It's a concept the TSA hopes will lay the foundation for a trusted traveler card that could help speed frequent travelers through airports.

TSA spokesman Robert Johnson Wednesday said Los Angeles International Airport, Philadelphia International Airport and the ports of Long Beach, California, and Wilmington, Delaware, have been selected for the pilot projects to test the worker ID cards.

But Congress has questions and the TSA says House appropriators are holding up the funding. Johnson says that means even the pilot program can't go forward right now.

Transportation officials say they consider ID cards for transportation workers and airline travelers an important aspect of security.

One official said the concept is for transportation workers to use a card with a chip -- so-called smart-card technology -- as a way of immediately identifying and verifying their identification and location of employment.

Currently, airports and airlines are responsible for developing their own identification cards for workers. There is no standardized card that employees, like pilots and flight attendants who travel from city to city, can use to prove their identity.

Johnson said the TSA was still working on the details of the plan.

"Congress has questions," he said. "What kind of technology should be used? How would we implement it?"

Another key question: What kind of safeguards would there be to prevent terrorists from using stolen ID cards?

A transportation official said that was still being developed and was a "primary concern." The official said experiments in biometric technologies, including a test program at Boston's Logan Airport of face-scanning technology, has had "mixed results."

Security experts say fingerprinting technology, given its long history of use, was a more viable possibility for now.

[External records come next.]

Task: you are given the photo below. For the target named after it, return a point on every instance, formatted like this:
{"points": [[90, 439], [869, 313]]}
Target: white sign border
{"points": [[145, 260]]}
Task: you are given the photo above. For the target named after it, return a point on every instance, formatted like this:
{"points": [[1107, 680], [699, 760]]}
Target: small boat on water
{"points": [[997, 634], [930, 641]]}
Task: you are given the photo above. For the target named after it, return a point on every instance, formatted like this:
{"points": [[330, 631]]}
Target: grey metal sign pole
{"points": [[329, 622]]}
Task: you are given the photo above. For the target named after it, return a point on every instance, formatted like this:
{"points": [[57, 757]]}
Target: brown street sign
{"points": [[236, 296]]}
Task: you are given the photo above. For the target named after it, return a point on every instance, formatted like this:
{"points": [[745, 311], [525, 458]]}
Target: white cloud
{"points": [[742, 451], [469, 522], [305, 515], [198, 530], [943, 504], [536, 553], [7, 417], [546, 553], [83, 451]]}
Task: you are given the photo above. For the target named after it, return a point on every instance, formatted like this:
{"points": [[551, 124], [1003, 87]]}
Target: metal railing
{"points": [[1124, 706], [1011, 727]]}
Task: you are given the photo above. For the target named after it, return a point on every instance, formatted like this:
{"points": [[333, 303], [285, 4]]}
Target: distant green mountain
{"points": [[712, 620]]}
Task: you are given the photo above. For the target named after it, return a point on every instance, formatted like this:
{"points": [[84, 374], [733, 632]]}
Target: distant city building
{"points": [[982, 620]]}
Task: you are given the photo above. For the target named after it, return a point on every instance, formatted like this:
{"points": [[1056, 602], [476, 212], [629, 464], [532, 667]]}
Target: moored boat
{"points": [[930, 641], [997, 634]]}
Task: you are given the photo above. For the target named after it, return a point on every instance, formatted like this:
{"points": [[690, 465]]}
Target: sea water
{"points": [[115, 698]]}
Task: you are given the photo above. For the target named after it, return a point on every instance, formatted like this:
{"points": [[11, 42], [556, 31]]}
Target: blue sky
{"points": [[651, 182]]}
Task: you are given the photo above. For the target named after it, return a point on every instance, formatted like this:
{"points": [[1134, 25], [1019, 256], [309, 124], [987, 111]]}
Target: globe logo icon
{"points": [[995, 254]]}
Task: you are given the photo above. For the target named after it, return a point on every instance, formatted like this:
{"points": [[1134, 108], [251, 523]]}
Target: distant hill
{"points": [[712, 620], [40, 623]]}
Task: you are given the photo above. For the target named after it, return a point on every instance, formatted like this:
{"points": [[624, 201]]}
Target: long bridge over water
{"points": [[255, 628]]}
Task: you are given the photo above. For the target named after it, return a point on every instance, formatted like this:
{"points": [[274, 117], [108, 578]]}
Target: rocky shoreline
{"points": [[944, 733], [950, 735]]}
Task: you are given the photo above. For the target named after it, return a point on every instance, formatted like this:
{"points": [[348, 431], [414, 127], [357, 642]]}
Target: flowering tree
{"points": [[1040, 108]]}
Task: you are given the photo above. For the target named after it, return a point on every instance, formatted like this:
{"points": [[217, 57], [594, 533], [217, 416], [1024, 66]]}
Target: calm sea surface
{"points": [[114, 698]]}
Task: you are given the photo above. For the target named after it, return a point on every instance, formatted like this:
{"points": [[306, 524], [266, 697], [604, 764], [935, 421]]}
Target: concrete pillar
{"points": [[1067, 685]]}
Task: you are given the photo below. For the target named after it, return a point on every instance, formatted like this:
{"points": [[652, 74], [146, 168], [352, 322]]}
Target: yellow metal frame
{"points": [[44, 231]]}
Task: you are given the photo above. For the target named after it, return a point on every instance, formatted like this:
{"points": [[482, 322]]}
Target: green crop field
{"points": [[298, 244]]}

Massport, which operates Logan Airport, announced Monday that it will go forward with deploying equipment to verify identification of employees, the first airport in the United States to do so. The technology, developed by Imaging Automation and Intelli-Check Inc. will be used to determine if a document is fraudulent, expired, or tampered with, and if the photo or text match any government watch lists of criminals or terrorists.

TSA head James Loy recently reversed the agency's position on a trusted traveler card for airline passengers. He told Congress he supports the concept. But officials say no detailed plan has yet been developed on who would be eligible for the cards, what kind of screening would still be done on these registered travelers, or what the costs would be for a nationwide system.